Here's the thing: I'm currently programming a "time availability" functionality.
Example: Sunday: 7:00 a.m. to 9:30 p.m. Monday: 8:00 a.m. to 10:00 p.m. Tuesday: 7:30 a.m. to 8:30 p.m. etc...
The idea is that a user can specify a time range in which a business is 'available' for the public. Specific day numbers are irrelevant - it does not matter if it is currently Monday the 3rd or Monday the 10th, the time range specified for 'Monday' applies to ALL Mondays. Beginning and ending times for each time range are saved as an hour field (1-12), a minute field (0-59) and a period (a.m. or p.m.) field. It is necessary for it to be this way, since this is specific to my country and here we use A.M./P.M., not the 24-hour clock. And of course, since we're talking about just hours and minutes, and not a SPECIFIC full date, we don't apply timezones in this case.
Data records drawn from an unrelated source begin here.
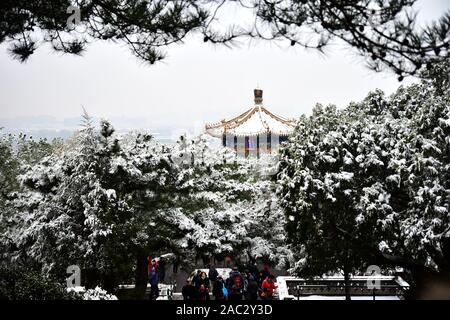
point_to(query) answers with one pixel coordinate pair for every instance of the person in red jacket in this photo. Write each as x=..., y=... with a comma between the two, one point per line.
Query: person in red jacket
x=267, y=288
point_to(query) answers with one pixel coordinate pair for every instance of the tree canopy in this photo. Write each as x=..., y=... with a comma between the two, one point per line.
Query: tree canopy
x=370, y=183
x=382, y=31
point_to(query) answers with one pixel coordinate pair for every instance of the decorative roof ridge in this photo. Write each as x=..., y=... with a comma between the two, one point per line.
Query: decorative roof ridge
x=289, y=122
x=224, y=122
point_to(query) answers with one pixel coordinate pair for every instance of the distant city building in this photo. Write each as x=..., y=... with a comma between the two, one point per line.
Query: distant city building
x=255, y=131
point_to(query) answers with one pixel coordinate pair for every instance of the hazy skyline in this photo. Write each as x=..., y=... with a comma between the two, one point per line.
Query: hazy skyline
x=195, y=84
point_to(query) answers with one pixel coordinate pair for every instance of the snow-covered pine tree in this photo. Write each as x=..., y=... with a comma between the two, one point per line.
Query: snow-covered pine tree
x=370, y=183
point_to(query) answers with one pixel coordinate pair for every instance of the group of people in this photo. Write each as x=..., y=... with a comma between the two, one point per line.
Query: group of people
x=250, y=285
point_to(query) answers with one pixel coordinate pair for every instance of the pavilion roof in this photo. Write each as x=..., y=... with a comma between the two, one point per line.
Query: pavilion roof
x=254, y=121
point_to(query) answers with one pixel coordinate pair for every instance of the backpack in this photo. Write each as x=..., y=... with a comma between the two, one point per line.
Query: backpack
x=237, y=282
x=225, y=292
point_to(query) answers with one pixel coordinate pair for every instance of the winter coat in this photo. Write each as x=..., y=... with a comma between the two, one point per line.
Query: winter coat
x=268, y=287
x=218, y=289
x=153, y=278
x=188, y=292
x=213, y=274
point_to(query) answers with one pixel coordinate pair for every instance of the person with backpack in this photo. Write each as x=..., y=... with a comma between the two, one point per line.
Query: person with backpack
x=267, y=288
x=218, y=287
x=252, y=288
x=213, y=274
x=153, y=280
x=235, y=285
x=203, y=293
x=161, y=270
x=188, y=291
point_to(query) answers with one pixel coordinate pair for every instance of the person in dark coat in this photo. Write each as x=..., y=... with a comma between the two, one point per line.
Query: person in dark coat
x=161, y=269
x=153, y=280
x=252, y=288
x=202, y=280
x=218, y=289
x=196, y=279
x=264, y=273
x=212, y=274
x=188, y=291
x=235, y=285
x=203, y=293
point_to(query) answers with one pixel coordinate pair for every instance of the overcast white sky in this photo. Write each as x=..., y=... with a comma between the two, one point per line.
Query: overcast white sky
x=196, y=83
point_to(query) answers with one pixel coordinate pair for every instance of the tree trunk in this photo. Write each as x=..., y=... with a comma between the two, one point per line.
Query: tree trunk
x=141, y=276
x=347, y=283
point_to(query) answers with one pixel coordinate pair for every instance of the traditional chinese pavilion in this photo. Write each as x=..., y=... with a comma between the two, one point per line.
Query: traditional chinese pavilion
x=255, y=131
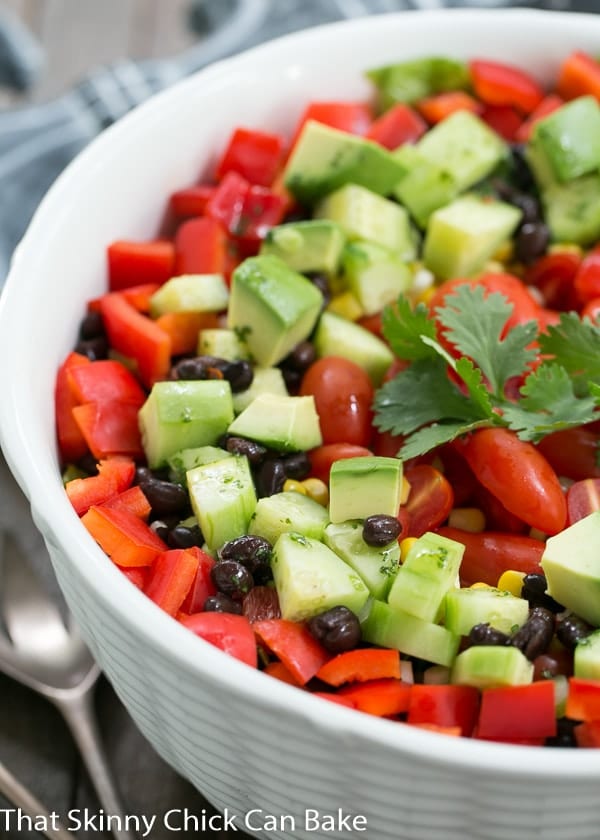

However, in some other place I need to have a JavaScript code that gets the current Date (specific full day and time), applies a specific timezone to said Date ("America/Panama", to be precise), and then separates that Date into its components (I need to have separate values for the day of the week, the day number, hour, minute and period (a.m. or p.m.), according to the timezone). This is in order to evaluate if the current Date, according to the day of the week, is in the specified time range (as explained in the last paragraph).
And yes, I know that Dates are something "universal" internally, and that timezones are supposedly just "something to apply in order to show a string to the user". Seen that before. But as you can see, here that isn't the case. Any ideas?
EDIT: Sorry, forgot to clarify: the solution has to be done without third-party scripts. That is, I need pure, "vanilla" JavaScript.